Ребёнок тем временем, пыхтя, начал стаскивать с себя колготы.
– Папа, помоги, – подняла она на меня глаза, и я присел на корточки, чтобы помочь Матрёшке.
Не так уж и сложно. Вполне могу. У меня даже извилина угомонилась и подключилась к процессу раздевания малышки.
– Пижамы нет, – изрёк я, выворачивая содержимое пакета на кровать. – Твоя тётя Иа́, – намеренно исковеркал я имя Злобной Фурии, – не положила.
– Тётя И́а, – поправил меня ребёнок и тяжело вздохнул: – Я ещё маленькая и не умею павильно.

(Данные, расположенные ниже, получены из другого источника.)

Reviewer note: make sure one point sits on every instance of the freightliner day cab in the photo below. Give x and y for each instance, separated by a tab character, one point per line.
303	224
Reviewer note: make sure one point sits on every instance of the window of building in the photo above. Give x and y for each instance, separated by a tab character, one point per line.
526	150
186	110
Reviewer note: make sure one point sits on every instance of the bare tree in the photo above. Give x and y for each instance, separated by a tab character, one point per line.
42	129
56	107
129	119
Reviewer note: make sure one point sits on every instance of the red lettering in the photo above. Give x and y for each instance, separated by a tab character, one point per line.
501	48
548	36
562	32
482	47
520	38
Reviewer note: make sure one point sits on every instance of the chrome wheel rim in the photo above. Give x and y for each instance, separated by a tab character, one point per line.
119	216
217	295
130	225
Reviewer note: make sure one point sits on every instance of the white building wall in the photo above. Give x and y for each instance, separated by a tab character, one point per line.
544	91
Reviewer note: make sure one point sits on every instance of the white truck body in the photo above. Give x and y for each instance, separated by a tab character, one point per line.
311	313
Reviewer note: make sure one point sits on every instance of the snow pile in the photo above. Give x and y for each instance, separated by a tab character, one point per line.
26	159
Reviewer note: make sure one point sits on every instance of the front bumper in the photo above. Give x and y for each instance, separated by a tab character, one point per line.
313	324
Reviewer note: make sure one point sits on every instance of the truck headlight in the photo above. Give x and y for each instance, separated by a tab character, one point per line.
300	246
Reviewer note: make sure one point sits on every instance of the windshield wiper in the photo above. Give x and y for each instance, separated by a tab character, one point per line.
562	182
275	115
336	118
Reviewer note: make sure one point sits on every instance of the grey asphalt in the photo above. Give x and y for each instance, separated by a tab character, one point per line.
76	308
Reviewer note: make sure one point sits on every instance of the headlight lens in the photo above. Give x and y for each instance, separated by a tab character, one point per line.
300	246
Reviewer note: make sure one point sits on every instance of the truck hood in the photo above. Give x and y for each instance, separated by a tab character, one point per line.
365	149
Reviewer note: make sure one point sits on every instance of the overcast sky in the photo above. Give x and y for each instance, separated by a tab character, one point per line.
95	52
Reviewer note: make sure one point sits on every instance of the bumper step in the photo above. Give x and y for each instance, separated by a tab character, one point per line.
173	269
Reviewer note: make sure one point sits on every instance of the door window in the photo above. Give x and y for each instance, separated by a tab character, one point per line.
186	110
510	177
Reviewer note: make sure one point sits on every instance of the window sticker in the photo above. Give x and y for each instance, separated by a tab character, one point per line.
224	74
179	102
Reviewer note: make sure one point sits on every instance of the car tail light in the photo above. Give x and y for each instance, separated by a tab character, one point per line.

В общем, она стойко игнорировала трудный звук, и я её очень хорошо понимал.
Кровать расстилал я. Маленькая мартышка, в трусиках и маечке, села на край, стащила с волос резинку и потребовала:
– Ащесать!
И я буквально взвыл мысленно, потому что, оказывается, с ребёнком столько возни… Даже не подозревал. Пришлось искать расчёску и осторожно вести ею по мягким локонам.
– Я касивая? – спросила меня маленькая кокетка.
– Очень, – ни одной нотой не сфальшивил я, потому что Матрёшка и впрямь хороша.
Забавный ребёнок. Но пока язык не поворачивается сказать: «мой». Может, и не мой вовсе. Мистификация. Или желание содрать с меня деньги – этот вариант развития событий я не отбрасывал в далёкий угол.
Рано или поздно всё прояснится. Мне надо только пережить день-два.
– Сказку! – снова потребовала Машка, как только с расчёсыванием было покончено, и она нырнула под одеяло.
– Пять минут подождёшь? – спросил и получил кивок, полный энтузиазма. – Я скоро.
В общем, жрать хотелось неимоверно. Весь этот театр, а потом цирк с ребёнком поломали мне вечер, но я мужественно подавил в себе низменные порывы и схватился за телефон.
– Слушай, Базилио, дело есть, – почесал я переносицу, как только мне ответили.